Fitzpatrick again explained the problems at Jacob Myers Park, which becomes overcrowded on summer weekends and where her department needs more funds to provide security, especially against bringing in alcohol and to ensure emergency vehicles can get through in addition to routine maintenance like gathering trash and cleaning bathrooms.

"McHenry Park (a few miles further west on the Stanislaus River) closes weekends in summer by 9:30 a.m. or 10 a.m. and sends the overflow to us," she said. "We're at capacity too by 11 a.m. or 11:30 a.m.

"We're overloading the park hosts, battling alcohol, fearing emergencies. Other parks charge $8 to $10 admission. We need somebody with more authority (a ranger or security guard) and the ability to close the park once it reaches capacity. Should the residents pay? The park committee says yes."

There are about 130 parking spaces at the moment and the department can add, at most, another 30 spaces.

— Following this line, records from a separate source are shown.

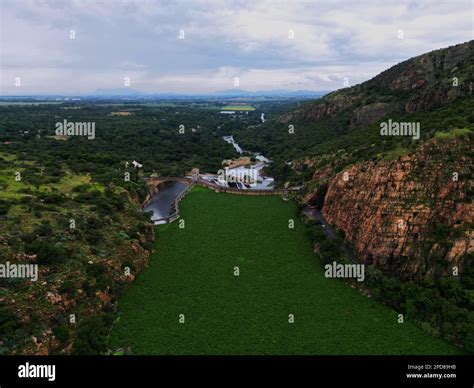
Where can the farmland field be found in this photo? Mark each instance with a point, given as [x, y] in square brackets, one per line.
[192, 273]
[238, 107]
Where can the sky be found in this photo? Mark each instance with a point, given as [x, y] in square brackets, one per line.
[80, 46]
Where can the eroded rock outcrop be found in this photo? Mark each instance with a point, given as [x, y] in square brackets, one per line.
[410, 215]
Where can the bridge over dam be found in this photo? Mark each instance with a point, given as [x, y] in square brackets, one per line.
[155, 184]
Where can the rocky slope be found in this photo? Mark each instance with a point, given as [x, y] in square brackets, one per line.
[426, 81]
[404, 205]
[413, 214]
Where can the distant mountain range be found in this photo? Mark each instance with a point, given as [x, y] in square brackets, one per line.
[128, 92]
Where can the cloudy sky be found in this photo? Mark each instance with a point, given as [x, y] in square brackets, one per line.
[202, 46]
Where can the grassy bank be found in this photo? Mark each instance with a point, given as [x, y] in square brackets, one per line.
[192, 273]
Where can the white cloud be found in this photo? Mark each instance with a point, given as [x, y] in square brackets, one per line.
[223, 39]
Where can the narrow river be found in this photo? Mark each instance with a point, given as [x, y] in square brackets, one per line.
[161, 204]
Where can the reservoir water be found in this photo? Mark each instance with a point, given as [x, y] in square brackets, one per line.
[161, 204]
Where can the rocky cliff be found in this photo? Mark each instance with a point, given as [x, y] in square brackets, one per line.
[410, 215]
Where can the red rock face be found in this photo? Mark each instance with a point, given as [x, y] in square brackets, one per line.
[389, 210]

When they are full, the park should be declared at capacity and closed to further visitors, she said.

She and other officials were continuing talks with San Joaquin County officials and property owners along Santa Fe Road. They aim to post the road against people parking along the shoulder and crossing the busy highway on foot to add more crowds to the park.

Mayor Virginia Madueno said the situation at the park in summer has become a "health and safety issue." Councilmember Dottie Nygard also said they need to address the safety question.

O'Brien said the city owns the park and he had no problem with charging non-residents but he didn't favor taxing residents.

Police Chief Bill Pooley reminded the council that in previous years he had reserve officers to keep an eye on the park but no longer has those deputies available.

Turning to the membership fee for the Teen Center, Madueno accepted the $25 membership fee was to give users a sense of belonging to the Center. She thought a registration card and a code of conduct would be good ideas also.

Nygard queried whether some families could afford the membership fee, especially if there were several teens in the family. Fitzpatrick replied her department has a scholarship fund to help and "would always find a way" to let a child use the center as it does with swim lessons and other recreation programs.